US to pull Peace Corps volunteers from Kazakhstan

The United States is preparing to withdraw its Peace Corps volunteers from Kazakhstan, ending its 18-year presence in the Central Asian state, the U.S. embassy said Friday.

Almaty: The United States is preparing to withdraw its Peace Corps volunteers from Kazakhstan, ending its 18-year presence in the Central Asian state, the U.S. embassy said Friday.

There are 121 Peace Corps volunteers currently working in Kazakhstan, according to its official website, http://kazakhstan.peacecorps.gov.

Since its project was launched in 1993, more than 1,000 volunteers have served in Kazakhstan.

"It is our understanding that the Peace Corps will be leaving Kazakhstan," said Jon Larsen, information officer for the U.S. Embassy in Kazakhstan.

He declined to give a reason for the withdrawal.

Ex-Soviet Kazakhstan, four times the size of Texas, is a predominantly Muslim country of 16.6 million people. The oil-producing country, Central Asia`s largest economy, has seen an unprecedented spate of militant attacks this year.

"They are recalling U.S. volunteers working in Kazakhstan," said Larisa Koisina, headmistress of the Assol private school in the central Kazakh city of Karagandy, where two Peace Corps volunteers had been teaching English.

"This is terrible, but this is true," she told Reuters by telephone. "I did not believe this and called the U.S. Embassy myself. They told me that it`s not only the Peace Corps, but also USAID and others."

The Peace Corps office in Almaty, Kazakhstan`s largest city, directed all queries to the U.S. embassy. Representatives of the Almaty office of USAID, the U.S. Agency for International Development, were not available for comment.

In a message published on its website, Bob Cone, country director for the Peace Corps in Kazakhstan, said volunteers were focusing this year on English language development and youth development. Cone was not available for comment.
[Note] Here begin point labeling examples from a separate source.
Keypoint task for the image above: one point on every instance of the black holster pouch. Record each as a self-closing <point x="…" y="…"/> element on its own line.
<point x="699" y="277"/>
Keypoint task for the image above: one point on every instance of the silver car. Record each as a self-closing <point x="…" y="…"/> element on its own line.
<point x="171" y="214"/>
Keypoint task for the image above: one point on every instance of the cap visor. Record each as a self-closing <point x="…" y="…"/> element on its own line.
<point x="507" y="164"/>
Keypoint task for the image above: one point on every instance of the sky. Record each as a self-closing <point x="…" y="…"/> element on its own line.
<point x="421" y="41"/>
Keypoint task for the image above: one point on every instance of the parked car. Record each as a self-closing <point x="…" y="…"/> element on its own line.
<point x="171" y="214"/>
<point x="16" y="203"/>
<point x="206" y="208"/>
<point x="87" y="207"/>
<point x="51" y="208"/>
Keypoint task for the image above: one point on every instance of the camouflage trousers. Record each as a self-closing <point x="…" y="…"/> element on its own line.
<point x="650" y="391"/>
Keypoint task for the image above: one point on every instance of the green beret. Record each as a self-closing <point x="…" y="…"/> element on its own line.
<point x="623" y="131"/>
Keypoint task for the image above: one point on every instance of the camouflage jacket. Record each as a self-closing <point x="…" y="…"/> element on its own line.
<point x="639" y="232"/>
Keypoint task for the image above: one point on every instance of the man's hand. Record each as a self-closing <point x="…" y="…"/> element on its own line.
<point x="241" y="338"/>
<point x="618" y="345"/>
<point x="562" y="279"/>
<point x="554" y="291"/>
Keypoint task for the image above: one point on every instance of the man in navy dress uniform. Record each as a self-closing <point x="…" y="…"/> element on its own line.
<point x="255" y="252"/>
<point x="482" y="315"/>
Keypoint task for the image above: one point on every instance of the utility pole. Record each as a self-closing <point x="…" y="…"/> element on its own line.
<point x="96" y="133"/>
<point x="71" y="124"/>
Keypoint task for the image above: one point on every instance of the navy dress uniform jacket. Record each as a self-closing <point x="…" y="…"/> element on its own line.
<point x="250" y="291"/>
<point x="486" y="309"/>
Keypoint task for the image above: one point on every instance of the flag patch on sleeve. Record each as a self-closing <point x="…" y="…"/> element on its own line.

Joel Benjamin, an Almaty-based partner in law firm SNR Denton, was part of the first group of volunteers which arrived in 1993. He said he believed the Peace Corps` role was still relevant for Kazakhstan today.

"A big part of what the Peace Corps does is placing English teachers in locations where schools wouldn`t otherwise have access to such resources," said Benjamin, who lived in the northern Kazakh city of Kokshetau between 1993 and 1995.

"If you want to move this country economically, it helps to have people speaking English," he said. He added that he had no information about the withdrawal of volunteers.

Koisina, the headmistress, said she believed the withdrawal could be linked to the recent spate of militant attacks in a country previously viewed as the most secure in former Soviet Central Asia, a region lying to the north of Afghanistan.

An Islamist militant killed seven people and blew himself up in the southern city of Taraz Saturday, the latest in a series of attacks in the oil-producing state.

"All U.S. volunteers are being recalled now," she said. "It`s a pity, because I have worked with U.S. volunteers for 17 years now, and they have been of great help, especially teaching our schoolchildren proper English."

Kazakhstan`s Education Ministry declined to comment.